Heute ziehen sie sich besonders, der Ort liegt ohnehin schon langgezogen längs der Straße, endet dann irgendwann ohne dass der Campingplatz erreicht ist. Wald ist nun zur Rechten, zwischen uns und Ostsee, ab und an ein Campingplatz oder Abzweig nach rechts – jeder und jede könnte für uns relevant sein. Man kann also nicht wirklich Gas geben. Als ich schon denke, dass wir definitiv zu weit gefahren sind und nur weiterfahre, weil ich den Platz online ja schon gesehen habe, ist da ein Schild, und es geht tatsächlich rechts ab zum Camping Nemo.

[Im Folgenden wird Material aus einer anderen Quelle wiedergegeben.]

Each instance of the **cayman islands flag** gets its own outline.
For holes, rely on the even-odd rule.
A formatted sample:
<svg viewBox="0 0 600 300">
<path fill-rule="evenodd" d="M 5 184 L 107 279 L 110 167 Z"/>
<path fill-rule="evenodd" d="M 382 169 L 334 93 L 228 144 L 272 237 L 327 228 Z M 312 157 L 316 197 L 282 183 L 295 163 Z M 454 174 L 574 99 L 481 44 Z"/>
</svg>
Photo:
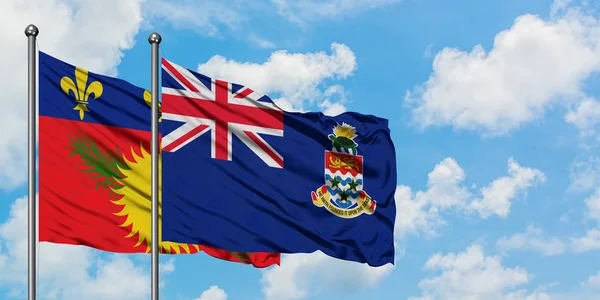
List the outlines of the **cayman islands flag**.
<svg viewBox="0 0 600 300">
<path fill-rule="evenodd" d="M 388 121 L 280 109 L 162 60 L 163 239 L 394 263 Z"/>
<path fill-rule="evenodd" d="M 150 92 L 43 52 L 39 62 L 40 241 L 149 253 Z M 160 245 L 165 254 L 204 251 L 256 267 L 279 264 L 278 253 Z"/>
</svg>

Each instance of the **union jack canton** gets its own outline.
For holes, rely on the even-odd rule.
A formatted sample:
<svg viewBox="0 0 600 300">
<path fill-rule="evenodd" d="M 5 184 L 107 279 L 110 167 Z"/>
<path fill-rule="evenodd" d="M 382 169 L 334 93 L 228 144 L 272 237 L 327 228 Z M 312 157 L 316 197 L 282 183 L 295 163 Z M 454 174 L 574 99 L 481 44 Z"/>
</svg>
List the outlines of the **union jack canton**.
<svg viewBox="0 0 600 300">
<path fill-rule="evenodd" d="M 283 136 L 284 112 L 268 96 L 210 78 L 162 59 L 162 118 L 183 123 L 162 138 L 176 152 L 210 132 L 211 157 L 232 160 L 232 134 L 265 164 L 283 168 L 283 157 L 260 134 Z"/>
</svg>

Der Platz ist eigentlich gut, genug Raum für uns, es sind auch recht viele Wohnmobile da, es gibt es Art Strandbar, obgleich der Strand hinter dem Platz und einem kleinen Baumstreifen liegt und von der Bar aus keinesfalls zu sehen ist. Linkerhand liegen eine Reihe von Holzhäuschen, an deren Ausstattung und Bemalung seit ihrer Errichtung in den glorreichen Zeit der Sowjetmacht nichts geändert wurde – sie wirken wie aus der Zeit gefallen neben den Wohnmobilien westlicher Ruheständler mit ihrem Schnick und Schnack. Später wird eine Busgruppe russischer, zumindest russischsprachiger Touristen ihre Reisekoffer in die Häuschen schleppen; die Leute haben schwer zu schleppen, denn sie bringen auch sämtliche Lebensmittelvorräte mit.

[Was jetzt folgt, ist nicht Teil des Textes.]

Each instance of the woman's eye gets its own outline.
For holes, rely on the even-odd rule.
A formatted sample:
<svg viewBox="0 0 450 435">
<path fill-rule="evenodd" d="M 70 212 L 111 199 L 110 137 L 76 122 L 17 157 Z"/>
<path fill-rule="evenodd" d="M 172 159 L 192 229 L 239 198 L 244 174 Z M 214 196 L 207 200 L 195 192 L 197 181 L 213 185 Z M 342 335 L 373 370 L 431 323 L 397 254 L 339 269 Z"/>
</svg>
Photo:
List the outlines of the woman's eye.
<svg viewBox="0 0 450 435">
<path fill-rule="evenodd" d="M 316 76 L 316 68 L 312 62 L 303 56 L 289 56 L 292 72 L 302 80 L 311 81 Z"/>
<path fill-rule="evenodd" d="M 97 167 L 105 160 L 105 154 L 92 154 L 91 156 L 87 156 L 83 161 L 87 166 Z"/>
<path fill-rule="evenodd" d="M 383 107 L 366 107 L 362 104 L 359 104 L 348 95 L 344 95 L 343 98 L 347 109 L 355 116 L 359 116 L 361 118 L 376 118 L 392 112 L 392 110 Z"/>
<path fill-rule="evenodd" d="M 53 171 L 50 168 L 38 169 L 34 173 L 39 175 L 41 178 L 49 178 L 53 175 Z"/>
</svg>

Auf der anderen Seite der GBSR-Zeltstadt richtet sich eine ebenfalls russischsprachige Gruppe jüngerer Kleinbusreisender häuslich ein. Sie können ihr Vorzelt nur mit Hilfe ihres Ghettoblasters aufbauen, der sie mit technoider Musik ihrer Heimat zubrüllt, und das auch noch bis in die späteren Abendstunden fortsetzt. Dies und reichlich Wodka sind in den Augen unserer Nachbarn eben Ausdruck des guten Lebens.
Nach sechs bricht das Gros unserer Gruppe zu einem Strandlokal auf (der Strand des Platzes ist übrigens wirklich schön, wenn man einmal an der gigantischen ehemaligen Wasserrutsche aus verflossenen Zeiten, dem Wahrzeichen unseres Platzes vorbeigegangen ist). Dort gibt es einheimische Spezialitäten, die Atmosphäre am Meer ist großartig; ich höre später, es sei der schönste Abend der Tour gewesen, was Essen, Ort und Flair angeht. Ich bleibe mit Nina auf dem Platz, wir lassen uns dort von der Strandbar vollversorgen; schön ist, das wann immer jemand ein Gericht bestellt, ein dienstbarer Geist von der Strandbar zu einem 100 Meter entfernten Wohnwagen läuft; dort wird gekocht.
So geht ein Tag zu Ende, an dessen Ausklang nur noch die Hürde lauert, angesichts der Feierfreude der Russen einzuschlafen, denn morgen wartet die längste Etappe unserer Reise.